Andrew Robinson creates great art. Period. We've known it for a while now and we think you should, too. Just take a look at his beautiful covers for Starman and Hawkman, or check out the cowboy-noir storytelling in his own book, Dusty Star. Clearly greatness abounds in the guy's work.
The question that's always boggled my mind though (and I'm an easy boggler)—is why can't I see more? I love everything he puts out, but I'm greedy. Why can't I get a monthly book and covers? Hell, some trading cards and a yearly art book?! Hmm...
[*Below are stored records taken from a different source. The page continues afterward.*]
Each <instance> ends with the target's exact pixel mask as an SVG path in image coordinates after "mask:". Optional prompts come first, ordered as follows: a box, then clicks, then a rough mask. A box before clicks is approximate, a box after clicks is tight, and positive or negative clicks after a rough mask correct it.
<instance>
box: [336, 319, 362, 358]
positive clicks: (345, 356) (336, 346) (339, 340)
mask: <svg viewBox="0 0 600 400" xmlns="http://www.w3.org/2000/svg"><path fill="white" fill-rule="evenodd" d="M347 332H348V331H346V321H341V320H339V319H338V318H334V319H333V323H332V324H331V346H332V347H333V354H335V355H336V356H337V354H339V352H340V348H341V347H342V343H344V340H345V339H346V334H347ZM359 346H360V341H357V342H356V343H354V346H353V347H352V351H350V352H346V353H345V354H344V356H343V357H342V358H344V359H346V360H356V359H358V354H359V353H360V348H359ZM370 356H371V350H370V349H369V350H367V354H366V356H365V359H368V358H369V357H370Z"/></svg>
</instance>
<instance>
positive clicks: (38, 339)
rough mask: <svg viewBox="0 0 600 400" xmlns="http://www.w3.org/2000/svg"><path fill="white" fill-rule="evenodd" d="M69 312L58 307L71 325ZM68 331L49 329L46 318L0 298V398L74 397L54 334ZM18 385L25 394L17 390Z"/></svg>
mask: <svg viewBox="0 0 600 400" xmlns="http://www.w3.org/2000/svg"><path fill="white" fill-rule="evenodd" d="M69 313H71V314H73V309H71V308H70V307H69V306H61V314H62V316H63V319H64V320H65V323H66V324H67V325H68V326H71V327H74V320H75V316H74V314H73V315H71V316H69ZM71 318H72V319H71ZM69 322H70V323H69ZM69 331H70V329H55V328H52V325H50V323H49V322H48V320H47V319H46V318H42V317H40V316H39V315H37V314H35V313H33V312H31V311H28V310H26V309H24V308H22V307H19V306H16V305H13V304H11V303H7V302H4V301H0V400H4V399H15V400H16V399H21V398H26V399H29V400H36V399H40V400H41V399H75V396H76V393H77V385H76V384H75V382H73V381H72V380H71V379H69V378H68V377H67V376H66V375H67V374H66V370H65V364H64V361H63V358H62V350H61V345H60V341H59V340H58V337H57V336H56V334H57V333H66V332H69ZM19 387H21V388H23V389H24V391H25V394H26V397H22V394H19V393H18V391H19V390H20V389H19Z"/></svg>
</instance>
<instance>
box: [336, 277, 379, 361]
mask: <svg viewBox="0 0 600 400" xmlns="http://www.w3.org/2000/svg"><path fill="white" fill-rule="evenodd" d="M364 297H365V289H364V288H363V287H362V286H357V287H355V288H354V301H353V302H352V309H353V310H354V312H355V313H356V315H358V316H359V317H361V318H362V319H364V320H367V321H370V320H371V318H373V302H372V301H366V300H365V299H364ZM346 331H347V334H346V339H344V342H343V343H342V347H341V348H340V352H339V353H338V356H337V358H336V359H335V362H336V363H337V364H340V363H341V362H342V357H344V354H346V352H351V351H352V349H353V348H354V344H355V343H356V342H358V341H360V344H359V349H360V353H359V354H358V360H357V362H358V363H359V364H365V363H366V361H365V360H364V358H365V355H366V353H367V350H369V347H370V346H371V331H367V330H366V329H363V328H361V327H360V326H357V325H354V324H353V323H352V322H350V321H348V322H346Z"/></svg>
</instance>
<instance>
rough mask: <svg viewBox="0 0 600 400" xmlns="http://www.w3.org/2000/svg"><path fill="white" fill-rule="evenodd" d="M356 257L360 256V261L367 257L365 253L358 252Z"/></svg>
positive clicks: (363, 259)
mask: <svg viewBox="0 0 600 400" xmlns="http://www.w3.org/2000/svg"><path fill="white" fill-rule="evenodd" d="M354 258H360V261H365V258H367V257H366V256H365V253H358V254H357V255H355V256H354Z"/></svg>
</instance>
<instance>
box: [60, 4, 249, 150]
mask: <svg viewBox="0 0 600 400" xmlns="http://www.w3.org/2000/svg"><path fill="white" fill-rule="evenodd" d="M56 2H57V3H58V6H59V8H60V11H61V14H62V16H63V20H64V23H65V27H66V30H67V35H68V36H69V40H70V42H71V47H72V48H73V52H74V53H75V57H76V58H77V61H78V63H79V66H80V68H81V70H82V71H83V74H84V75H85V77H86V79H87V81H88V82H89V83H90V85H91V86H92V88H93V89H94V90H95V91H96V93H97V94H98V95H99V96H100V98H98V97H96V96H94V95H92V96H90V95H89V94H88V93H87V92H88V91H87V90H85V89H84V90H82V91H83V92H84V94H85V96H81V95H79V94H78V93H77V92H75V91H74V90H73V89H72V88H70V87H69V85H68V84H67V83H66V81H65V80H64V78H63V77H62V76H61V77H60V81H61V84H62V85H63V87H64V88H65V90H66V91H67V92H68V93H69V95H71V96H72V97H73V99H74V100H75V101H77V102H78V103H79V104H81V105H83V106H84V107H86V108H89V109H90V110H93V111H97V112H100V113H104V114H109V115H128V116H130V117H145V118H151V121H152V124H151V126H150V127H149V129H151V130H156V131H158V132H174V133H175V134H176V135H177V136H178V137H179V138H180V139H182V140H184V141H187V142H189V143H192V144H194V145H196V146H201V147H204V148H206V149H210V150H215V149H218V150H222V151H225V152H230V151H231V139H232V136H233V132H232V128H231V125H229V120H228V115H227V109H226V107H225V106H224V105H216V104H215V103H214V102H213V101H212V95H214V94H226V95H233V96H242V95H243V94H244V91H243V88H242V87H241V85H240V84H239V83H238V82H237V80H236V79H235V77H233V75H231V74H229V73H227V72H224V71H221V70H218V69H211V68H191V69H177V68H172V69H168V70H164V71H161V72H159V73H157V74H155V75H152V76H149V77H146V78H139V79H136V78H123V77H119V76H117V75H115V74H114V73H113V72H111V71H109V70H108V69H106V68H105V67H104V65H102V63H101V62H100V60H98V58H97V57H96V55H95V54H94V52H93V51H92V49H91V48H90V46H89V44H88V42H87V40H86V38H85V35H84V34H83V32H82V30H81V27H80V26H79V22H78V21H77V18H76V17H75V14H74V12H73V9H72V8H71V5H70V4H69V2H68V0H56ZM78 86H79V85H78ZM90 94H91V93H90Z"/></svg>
In our interview with Andrew, we get a clue as to why he doesn't always do more. Or at least, a partial clue. It's not because he doesn't want to, that would be silly. And it's not because he's slow, although he openly admits to having missed a deadline or two. I won't divulge the clue here, but you'll know it when you hear it. And the worst part about it for me was, after hearing it—I was frustrated more! In a perfect world, all my favorite creators, like Robinson, would be left alone to do what they do best...create. And they'd be well paid for doing so (ahh, what a world that would be—naivete, I love you)!
In the last 15 years, my man Andrew has worked for Marvel, DC, Dark Horse, Image, Upper Deck, Wizards of the Coast and more. He created Dusty Star (his baby), started a fine art career out in California and recently took the leap into music. That's right, he's written some lyrics for a band project called Space Junkies (Hey, Suki).
I kinda hesitate to use the word phenom (although I just did), but the guy draws like Bridgeman, paints like Loomis, tells stories like De Palma and always leaves you wanting more. And more is what I want, dammit! I kid...
From where I sit, you don't have to look far to see the greatness in Andrew Robinson's work. Just open your eyes, it's right there.